To do this blurring, there is another filter layer on top of the sensor, usually sandwiched between the infrared blocking filter and the Bayer filter. This filter blurs the image very slightly, to make sure each incoming ray of light is spread across a complete 2×2 pixel Bayer cell, so the colour can be sampled correctly. This filter is known as either an anti-aliasing filter, or a low-pass filter (because it stops sharp details, or high spatial frequencies in optics jargon, from getting through to the sensor, and allows low spatial frequencies to pass through).
If you do some searching for "anti-aliasing filter" or "low-pass filter" in discussions about cameras, you might find some people complaining that camera manufacturers put this "blurring" filter on all their camera sensors. Making your image deliberately blurrier sounds like a bad thing to do, and lots of camera enthusiasts want only the sharpest possible images from their gear. But not having the low-pass filter would be a mistake, because the trade off you make for sharper photos is inaccurate colour artefacts all over your image, which most people would consider visually unacceptable.

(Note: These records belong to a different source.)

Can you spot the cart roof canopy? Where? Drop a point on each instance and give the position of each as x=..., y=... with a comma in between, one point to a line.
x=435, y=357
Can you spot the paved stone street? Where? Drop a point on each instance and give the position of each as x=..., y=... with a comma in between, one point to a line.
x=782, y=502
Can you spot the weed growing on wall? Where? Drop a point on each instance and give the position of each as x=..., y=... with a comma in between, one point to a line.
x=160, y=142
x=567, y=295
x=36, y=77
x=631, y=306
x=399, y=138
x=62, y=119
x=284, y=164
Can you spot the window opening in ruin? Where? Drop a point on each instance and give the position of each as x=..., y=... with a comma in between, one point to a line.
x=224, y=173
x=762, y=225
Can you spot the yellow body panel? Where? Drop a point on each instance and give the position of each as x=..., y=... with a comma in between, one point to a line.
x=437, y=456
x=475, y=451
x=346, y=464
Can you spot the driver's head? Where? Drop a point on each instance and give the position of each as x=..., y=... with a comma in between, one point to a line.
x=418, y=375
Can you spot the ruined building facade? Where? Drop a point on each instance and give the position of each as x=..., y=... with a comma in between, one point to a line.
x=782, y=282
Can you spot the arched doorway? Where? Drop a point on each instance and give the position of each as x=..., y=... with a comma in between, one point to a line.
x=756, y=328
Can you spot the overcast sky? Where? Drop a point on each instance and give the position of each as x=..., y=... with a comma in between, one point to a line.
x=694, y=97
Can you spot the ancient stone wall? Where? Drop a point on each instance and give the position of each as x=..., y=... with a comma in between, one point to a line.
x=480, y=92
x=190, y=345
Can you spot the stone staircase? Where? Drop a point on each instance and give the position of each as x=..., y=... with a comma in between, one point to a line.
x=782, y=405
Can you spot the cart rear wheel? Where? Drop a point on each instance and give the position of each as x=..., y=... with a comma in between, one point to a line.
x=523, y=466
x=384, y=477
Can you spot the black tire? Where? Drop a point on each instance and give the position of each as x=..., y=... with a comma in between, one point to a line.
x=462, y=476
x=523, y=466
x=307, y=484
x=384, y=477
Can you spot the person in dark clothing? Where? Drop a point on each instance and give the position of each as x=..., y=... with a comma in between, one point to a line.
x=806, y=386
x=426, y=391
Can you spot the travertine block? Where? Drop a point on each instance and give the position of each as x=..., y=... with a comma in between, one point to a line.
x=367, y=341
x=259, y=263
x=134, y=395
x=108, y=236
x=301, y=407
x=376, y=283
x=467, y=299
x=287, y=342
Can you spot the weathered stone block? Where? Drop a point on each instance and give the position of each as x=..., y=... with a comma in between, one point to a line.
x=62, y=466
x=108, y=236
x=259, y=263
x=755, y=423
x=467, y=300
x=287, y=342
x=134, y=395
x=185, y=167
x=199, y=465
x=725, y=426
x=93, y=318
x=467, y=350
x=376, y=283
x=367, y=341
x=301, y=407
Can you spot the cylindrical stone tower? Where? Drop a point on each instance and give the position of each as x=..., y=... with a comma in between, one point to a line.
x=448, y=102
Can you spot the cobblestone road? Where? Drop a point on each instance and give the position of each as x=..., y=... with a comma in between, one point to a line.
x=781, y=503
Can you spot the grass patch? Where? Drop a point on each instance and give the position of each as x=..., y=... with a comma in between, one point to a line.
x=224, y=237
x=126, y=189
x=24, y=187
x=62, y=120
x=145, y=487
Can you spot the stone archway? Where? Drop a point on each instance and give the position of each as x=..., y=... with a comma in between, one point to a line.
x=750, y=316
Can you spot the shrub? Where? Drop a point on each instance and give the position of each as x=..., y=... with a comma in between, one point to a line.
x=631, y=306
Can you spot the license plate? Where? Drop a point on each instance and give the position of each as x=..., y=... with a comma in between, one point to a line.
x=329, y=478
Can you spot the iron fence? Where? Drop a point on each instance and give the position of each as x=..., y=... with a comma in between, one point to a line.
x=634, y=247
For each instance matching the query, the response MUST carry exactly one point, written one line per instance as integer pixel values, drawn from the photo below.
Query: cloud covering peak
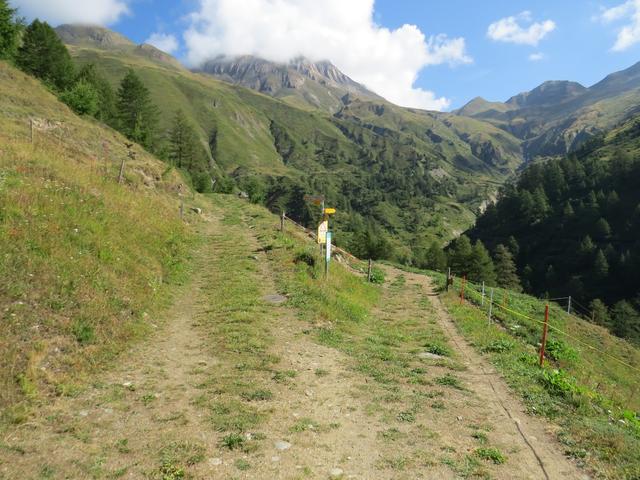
(386, 61)
(99, 12)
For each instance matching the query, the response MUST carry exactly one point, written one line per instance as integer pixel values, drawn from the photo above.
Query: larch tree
(43, 55)
(137, 115)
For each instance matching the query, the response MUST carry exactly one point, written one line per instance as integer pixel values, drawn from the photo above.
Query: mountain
(577, 223)
(407, 175)
(559, 116)
(300, 82)
(90, 260)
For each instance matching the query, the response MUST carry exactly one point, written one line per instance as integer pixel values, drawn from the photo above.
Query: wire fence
(480, 298)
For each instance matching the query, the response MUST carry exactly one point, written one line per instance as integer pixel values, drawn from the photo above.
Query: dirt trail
(149, 417)
(540, 453)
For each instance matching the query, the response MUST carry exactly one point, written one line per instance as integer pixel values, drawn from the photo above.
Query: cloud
(166, 43)
(629, 34)
(99, 12)
(510, 30)
(385, 60)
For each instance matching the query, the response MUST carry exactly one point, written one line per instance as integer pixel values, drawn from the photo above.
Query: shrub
(558, 350)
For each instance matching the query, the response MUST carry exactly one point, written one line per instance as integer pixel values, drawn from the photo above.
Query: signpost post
(327, 257)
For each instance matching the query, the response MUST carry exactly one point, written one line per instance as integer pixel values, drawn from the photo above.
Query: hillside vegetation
(392, 172)
(86, 260)
(589, 386)
(573, 226)
(558, 117)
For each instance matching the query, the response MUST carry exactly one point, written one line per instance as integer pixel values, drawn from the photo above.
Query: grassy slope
(87, 259)
(588, 394)
(243, 120)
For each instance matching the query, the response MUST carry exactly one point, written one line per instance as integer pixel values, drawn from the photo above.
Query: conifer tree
(481, 267)
(460, 255)
(182, 142)
(600, 265)
(82, 98)
(9, 31)
(137, 115)
(43, 55)
(600, 312)
(505, 267)
(435, 259)
(106, 111)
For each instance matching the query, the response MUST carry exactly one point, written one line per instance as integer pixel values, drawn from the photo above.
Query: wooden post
(121, 174)
(490, 305)
(544, 334)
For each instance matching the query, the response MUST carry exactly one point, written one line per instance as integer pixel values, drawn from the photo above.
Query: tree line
(577, 220)
(37, 50)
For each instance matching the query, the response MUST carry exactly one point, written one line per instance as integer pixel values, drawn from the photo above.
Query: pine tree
(137, 115)
(505, 267)
(460, 256)
(106, 112)
(513, 246)
(481, 267)
(600, 312)
(9, 31)
(602, 229)
(43, 55)
(600, 265)
(182, 142)
(435, 259)
(82, 98)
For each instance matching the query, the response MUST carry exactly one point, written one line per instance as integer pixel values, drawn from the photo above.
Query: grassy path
(235, 386)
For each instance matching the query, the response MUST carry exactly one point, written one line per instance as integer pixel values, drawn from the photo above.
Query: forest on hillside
(573, 227)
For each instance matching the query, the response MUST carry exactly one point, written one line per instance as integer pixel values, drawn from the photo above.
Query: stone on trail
(275, 298)
(336, 473)
(430, 355)
(282, 445)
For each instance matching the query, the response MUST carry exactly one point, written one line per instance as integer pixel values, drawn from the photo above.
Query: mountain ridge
(300, 81)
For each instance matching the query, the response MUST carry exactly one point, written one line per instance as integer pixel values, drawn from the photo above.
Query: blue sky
(428, 53)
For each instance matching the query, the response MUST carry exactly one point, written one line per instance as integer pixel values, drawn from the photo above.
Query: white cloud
(100, 12)
(511, 29)
(166, 43)
(344, 32)
(629, 34)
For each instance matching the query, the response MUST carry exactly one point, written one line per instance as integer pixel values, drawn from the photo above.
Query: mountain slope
(558, 117)
(577, 221)
(415, 174)
(84, 259)
(301, 82)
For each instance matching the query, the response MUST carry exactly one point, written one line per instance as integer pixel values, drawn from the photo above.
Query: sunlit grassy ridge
(85, 261)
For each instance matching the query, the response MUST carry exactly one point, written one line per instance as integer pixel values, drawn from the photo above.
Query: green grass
(563, 391)
(89, 261)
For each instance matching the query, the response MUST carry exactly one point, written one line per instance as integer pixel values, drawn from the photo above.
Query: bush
(377, 276)
(559, 383)
(558, 350)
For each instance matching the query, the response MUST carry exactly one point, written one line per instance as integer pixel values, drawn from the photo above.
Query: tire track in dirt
(536, 436)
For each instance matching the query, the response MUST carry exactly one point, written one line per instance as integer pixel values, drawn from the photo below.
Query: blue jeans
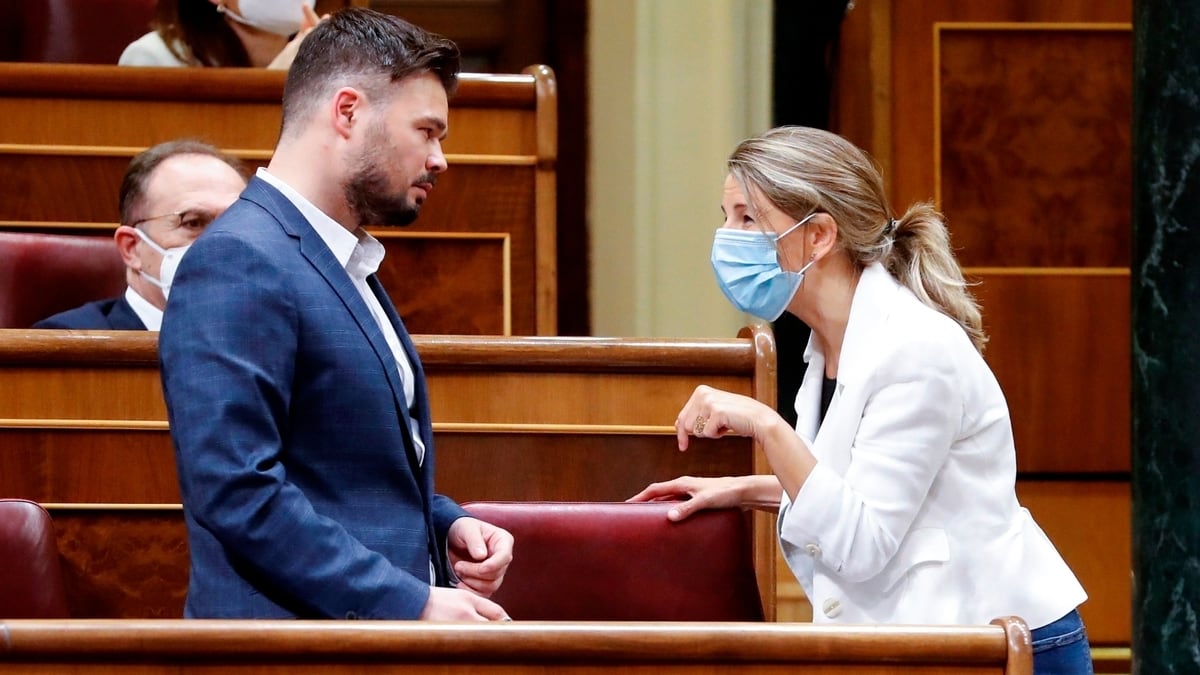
(1061, 647)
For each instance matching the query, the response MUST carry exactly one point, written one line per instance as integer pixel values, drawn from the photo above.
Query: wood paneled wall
(1014, 118)
(480, 260)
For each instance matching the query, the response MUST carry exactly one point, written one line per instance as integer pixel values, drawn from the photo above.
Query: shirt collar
(341, 242)
(150, 315)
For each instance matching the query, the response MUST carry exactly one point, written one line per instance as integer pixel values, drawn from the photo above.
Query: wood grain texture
(515, 418)
(64, 166)
(1035, 130)
(340, 646)
(1089, 523)
(1060, 347)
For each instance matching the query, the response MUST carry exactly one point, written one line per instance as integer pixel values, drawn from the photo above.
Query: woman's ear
(822, 232)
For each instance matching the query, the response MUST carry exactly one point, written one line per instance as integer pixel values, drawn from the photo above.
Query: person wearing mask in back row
(298, 405)
(223, 34)
(171, 192)
(895, 490)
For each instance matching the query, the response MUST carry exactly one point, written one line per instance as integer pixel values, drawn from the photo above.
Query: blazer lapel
(868, 318)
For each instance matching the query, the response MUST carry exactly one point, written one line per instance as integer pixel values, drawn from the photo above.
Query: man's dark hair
(137, 175)
(363, 48)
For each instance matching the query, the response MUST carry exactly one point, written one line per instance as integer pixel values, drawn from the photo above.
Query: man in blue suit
(297, 401)
(168, 196)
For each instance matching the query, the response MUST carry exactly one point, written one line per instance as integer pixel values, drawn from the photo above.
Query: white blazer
(911, 513)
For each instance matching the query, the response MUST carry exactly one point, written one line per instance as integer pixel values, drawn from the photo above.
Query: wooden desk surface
(346, 646)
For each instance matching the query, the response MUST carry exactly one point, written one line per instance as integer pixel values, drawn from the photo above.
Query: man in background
(298, 405)
(171, 192)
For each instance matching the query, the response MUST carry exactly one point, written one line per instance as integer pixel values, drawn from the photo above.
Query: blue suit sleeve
(228, 348)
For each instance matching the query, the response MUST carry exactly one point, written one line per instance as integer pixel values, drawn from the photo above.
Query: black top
(827, 388)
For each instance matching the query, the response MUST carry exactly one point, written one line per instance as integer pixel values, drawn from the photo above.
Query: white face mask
(168, 267)
(281, 17)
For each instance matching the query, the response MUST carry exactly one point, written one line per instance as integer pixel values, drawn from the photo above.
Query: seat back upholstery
(30, 574)
(45, 274)
(600, 561)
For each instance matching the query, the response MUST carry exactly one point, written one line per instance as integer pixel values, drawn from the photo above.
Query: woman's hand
(712, 413)
(729, 491)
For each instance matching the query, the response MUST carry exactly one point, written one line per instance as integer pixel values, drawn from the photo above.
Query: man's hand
(480, 554)
(456, 604)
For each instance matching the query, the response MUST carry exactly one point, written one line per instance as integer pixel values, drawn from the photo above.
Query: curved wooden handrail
(448, 643)
(225, 84)
(444, 352)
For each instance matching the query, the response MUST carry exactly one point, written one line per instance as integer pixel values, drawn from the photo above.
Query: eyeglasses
(189, 219)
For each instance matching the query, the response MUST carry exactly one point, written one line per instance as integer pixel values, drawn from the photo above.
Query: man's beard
(367, 190)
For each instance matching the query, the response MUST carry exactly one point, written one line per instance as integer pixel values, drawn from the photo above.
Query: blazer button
(832, 608)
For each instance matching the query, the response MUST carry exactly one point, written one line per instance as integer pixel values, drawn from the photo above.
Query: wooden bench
(144, 647)
(484, 245)
(83, 430)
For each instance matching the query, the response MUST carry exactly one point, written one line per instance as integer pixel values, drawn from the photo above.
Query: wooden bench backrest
(479, 261)
(83, 430)
(118, 647)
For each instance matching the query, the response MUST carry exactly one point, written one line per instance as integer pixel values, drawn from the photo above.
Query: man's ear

There's plenty more to say about digital cameras, but I'm out of time this week. I hope this has given you a greater appreciation for the complexity and amazingness of those gadgets we use so often today.
Yet another system involves splitting the light into three separate beams of different colours, using a cunning arrangement of optical reflection surfaces. You end up with a red beam, green beam, and blue beam, and aim them at three separate image sensor chips, each one of which records one of the colours at full pixel resolution.
The advantage of both these system is that you don't need to demosaic the image - you automatically have red, green, and blue counts for every pixel. The disadvantages are that these systems are significantly more difficult to produce and cost more, and that the colour separation doesn't match the sensitivity profiles of human cone cells, so it's more difficult to achieve faithful colour reproduction.